Some tips on taking the actual photo...

always make sure that you have a straight horizon line...I just go by the base and make sure it's level.

Use your macro setting (I have a little button with a flower on it for macro). It will give you wonderfully sharp closeups.

If you don't use a tripod then rest your elbows on a table or chair back, and hold your breath when you take the photo. And take 2 or 3 photos of each position, just in case you do get a little shake in one.

If you are photographing 3 dimensional work then slowly turn the piece and take photos at all angles and make sure you put the camera at the level you are looking at the piece...I've found that sometimes I'm looking from above but take it at eye level and it looks totally different. So experiment with what looks best. 

Sometimes a digital camera will exaggerate reds and blues especially. That's when a photo editor comes in handy. You can desaturate the color a little or lean it cooler or warmer. But it's best not to have to adjust anything, most especially if you are entering it in a competition. These days your photo information can be transferred with the photo (on my website a person can pull up the info and find out exactly what was changed). 

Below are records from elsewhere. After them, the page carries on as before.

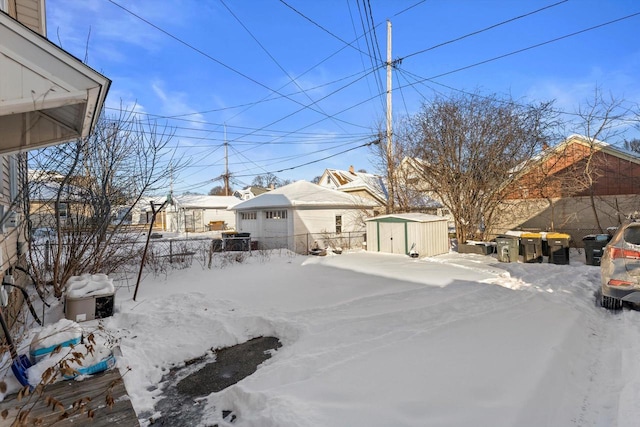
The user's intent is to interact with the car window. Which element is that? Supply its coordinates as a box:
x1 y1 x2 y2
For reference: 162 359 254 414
624 227 640 245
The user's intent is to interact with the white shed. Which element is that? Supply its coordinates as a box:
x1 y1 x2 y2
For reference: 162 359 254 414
366 213 449 257
166 195 242 233
230 181 380 253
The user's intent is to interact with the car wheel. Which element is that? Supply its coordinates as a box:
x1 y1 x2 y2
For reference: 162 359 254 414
600 295 622 310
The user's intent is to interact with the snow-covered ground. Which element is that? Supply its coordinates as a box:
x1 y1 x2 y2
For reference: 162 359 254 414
5 252 640 427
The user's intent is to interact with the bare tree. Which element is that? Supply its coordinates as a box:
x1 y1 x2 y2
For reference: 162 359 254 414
209 185 228 196
577 87 638 232
396 94 554 242
251 173 291 188
28 106 184 296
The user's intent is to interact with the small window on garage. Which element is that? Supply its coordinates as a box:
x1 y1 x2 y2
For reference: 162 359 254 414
265 210 287 219
240 212 258 221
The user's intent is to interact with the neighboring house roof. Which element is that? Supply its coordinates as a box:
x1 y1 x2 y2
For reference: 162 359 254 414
319 166 388 204
231 181 378 210
29 181 87 202
0 12 111 154
173 195 242 209
512 134 640 174
233 186 269 200
365 213 448 222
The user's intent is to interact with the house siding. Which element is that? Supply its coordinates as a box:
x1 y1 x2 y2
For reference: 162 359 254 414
14 0 46 36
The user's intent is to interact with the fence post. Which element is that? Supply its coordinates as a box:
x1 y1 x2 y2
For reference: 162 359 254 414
44 240 51 270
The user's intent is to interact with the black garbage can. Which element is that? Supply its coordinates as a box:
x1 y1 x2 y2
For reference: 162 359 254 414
582 234 612 265
547 233 571 264
520 233 542 262
496 234 520 262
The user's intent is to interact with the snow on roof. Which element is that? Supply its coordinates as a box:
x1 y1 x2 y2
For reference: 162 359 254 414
173 195 242 209
29 181 87 202
365 212 448 222
327 169 388 200
232 180 377 210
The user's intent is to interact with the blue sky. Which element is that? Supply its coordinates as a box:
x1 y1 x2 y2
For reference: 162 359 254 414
47 0 640 194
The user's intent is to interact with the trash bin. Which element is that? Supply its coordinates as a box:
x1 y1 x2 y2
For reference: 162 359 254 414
496 234 520 262
520 233 542 262
547 233 571 264
582 234 612 265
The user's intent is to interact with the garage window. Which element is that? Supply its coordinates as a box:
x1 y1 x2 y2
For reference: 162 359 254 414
265 211 287 219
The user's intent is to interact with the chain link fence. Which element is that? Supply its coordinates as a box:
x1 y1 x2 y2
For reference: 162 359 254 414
31 232 366 288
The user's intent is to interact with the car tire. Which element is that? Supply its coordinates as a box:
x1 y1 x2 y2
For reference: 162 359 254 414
600 295 622 310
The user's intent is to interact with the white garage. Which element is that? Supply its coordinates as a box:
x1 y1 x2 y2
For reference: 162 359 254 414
229 181 379 253
366 213 449 257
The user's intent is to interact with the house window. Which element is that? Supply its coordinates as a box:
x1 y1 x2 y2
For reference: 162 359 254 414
265 211 287 219
240 212 258 221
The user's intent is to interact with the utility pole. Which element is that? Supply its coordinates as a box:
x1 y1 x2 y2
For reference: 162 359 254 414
223 123 229 196
387 20 395 214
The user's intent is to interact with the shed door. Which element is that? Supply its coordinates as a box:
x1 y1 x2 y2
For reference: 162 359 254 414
378 222 405 254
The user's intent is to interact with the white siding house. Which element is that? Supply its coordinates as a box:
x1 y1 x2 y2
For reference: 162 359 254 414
367 213 449 256
0 0 111 325
231 181 380 253
166 195 242 233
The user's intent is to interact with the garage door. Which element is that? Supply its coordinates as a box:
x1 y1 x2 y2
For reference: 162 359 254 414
264 210 289 249
378 222 406 254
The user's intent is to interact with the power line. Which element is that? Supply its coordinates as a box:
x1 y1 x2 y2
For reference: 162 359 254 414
107 0 370 130
220 0 344 135
401 0 569 60
396 12 640 90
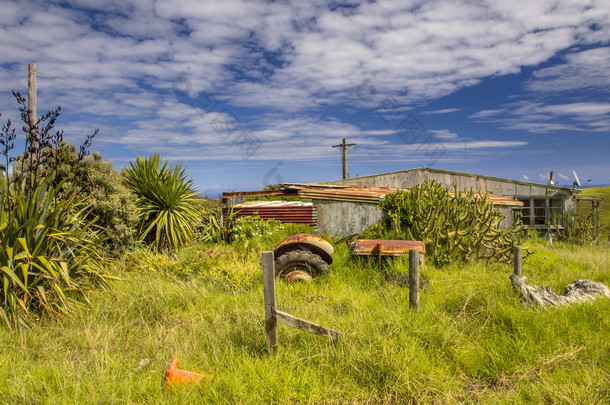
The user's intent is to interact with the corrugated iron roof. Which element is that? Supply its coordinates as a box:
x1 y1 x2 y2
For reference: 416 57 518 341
233 200 313 208
299 187 523 207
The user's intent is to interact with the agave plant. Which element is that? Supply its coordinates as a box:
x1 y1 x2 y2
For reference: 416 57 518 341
121 154 201 252
0 175 106 327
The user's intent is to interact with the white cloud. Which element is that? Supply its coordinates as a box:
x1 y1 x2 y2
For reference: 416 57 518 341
469 101 610 133
418 108 461 115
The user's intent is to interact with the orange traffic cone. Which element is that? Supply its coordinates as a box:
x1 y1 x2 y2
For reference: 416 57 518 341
167 358 214 389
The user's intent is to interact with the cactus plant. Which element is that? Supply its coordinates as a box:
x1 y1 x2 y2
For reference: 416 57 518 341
368 180 521 264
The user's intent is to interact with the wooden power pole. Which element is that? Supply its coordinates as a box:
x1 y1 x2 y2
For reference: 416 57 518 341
28 63 38 158
333 138 358 180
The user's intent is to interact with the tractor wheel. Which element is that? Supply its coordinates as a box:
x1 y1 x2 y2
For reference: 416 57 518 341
275 250 329 282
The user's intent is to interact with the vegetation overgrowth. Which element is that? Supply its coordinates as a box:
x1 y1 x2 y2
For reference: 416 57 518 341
581 186 610 241
121 154 203 252
0 92 105 330
361 180 522 264
0 94 610 404
0 230 610 404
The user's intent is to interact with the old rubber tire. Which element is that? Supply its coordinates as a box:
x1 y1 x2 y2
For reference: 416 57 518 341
275 250 329 281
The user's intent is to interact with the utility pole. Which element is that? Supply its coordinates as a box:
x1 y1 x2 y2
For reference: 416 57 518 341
333 138 358 180
28 63 38 159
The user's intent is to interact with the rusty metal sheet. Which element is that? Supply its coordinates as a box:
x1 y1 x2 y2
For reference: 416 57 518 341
273 233 335 264
353 239 426 256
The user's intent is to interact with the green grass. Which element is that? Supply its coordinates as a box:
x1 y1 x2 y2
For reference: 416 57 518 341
0 241 610 404
580 186 610 241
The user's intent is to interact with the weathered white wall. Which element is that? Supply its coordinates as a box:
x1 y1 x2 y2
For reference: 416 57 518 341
313 200 383 237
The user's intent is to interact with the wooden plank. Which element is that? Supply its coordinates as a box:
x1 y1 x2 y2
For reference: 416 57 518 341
275 310 339 342
513 246 521 277
409 249 419 311
261 251 277 354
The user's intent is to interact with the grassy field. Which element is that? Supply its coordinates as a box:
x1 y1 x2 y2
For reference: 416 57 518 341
0 237 610 404
580 186 610 241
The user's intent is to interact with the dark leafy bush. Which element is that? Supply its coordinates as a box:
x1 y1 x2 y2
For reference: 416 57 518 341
0 93 105 327
15 141 138 254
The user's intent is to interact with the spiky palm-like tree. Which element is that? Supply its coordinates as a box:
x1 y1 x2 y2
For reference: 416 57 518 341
122 154 201 252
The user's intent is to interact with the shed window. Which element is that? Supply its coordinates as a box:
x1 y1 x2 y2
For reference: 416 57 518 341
517 197 563 228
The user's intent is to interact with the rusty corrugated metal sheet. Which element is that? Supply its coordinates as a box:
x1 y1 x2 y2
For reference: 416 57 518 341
222 201 318 227
352 239 426 256
299 187 523 207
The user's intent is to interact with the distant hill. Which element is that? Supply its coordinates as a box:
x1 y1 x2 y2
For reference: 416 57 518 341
580 186 610 240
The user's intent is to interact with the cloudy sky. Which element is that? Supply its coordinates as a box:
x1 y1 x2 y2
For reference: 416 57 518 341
0 0 610 196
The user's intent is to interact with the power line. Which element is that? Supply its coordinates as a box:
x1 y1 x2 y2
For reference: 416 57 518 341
332 138 358 180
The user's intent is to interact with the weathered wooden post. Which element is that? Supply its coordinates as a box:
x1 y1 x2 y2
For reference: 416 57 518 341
513 246 521 277
262 251 277 354
409 249 419 311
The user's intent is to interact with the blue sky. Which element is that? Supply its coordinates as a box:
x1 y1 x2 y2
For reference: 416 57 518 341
0 0 610 196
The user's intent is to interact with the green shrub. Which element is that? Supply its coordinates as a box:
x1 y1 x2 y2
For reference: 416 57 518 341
0 176 105 326
14 141 138 255
0 92 105 328
362 180 521 264
121 154 202 252
546 211 597 245
81 152 138 251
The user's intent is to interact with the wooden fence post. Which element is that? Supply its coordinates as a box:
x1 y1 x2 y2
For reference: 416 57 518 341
262 251 277 354
409 249 419 311
513 246 521 277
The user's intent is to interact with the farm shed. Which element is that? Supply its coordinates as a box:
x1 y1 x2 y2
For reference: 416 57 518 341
223 183 523 237
327 167 580 229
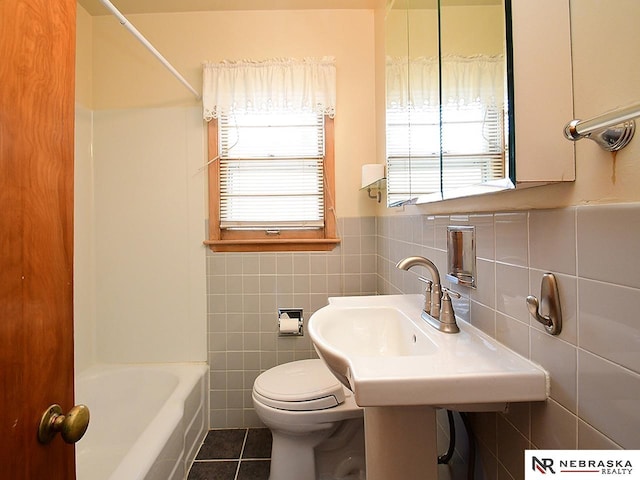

One last observation...I belong to a site that uses very small thumbnails to show artist work. Some pieces look just terrible in the thumbnail but are exquisite in full size (around 400 mp). The trouble is that people don't always go to see your work if the first impression doesn't impress. So some tips to avoid that...

3D pieces

Use a contrasting background and leave some space around the object, but not so much that it's lost. Take some closeups of parts of the piece and chose one of those as a lead in photo to the rest of your work. Make deep undercuts so that natural shadows are formed to make the details easily seen. Don't allow shadows thrown by the object to detract from the piece (that's where the box comes in can control shadow and have none or cover a side to throw the light where you want).

Paintings, drawings, etc.

Contrast. Yep, strong contrast is your greatest ally, not just for photos, but in real life. Impact is what first draws people to a painting. Pay attention to want some strong darks worked in with some strong lights, especially in graphite work. Emphasize your focal areas. Pay attention to your negative shapes. 

I'm certainly no photography expert, but I hope some of this is helpful to you.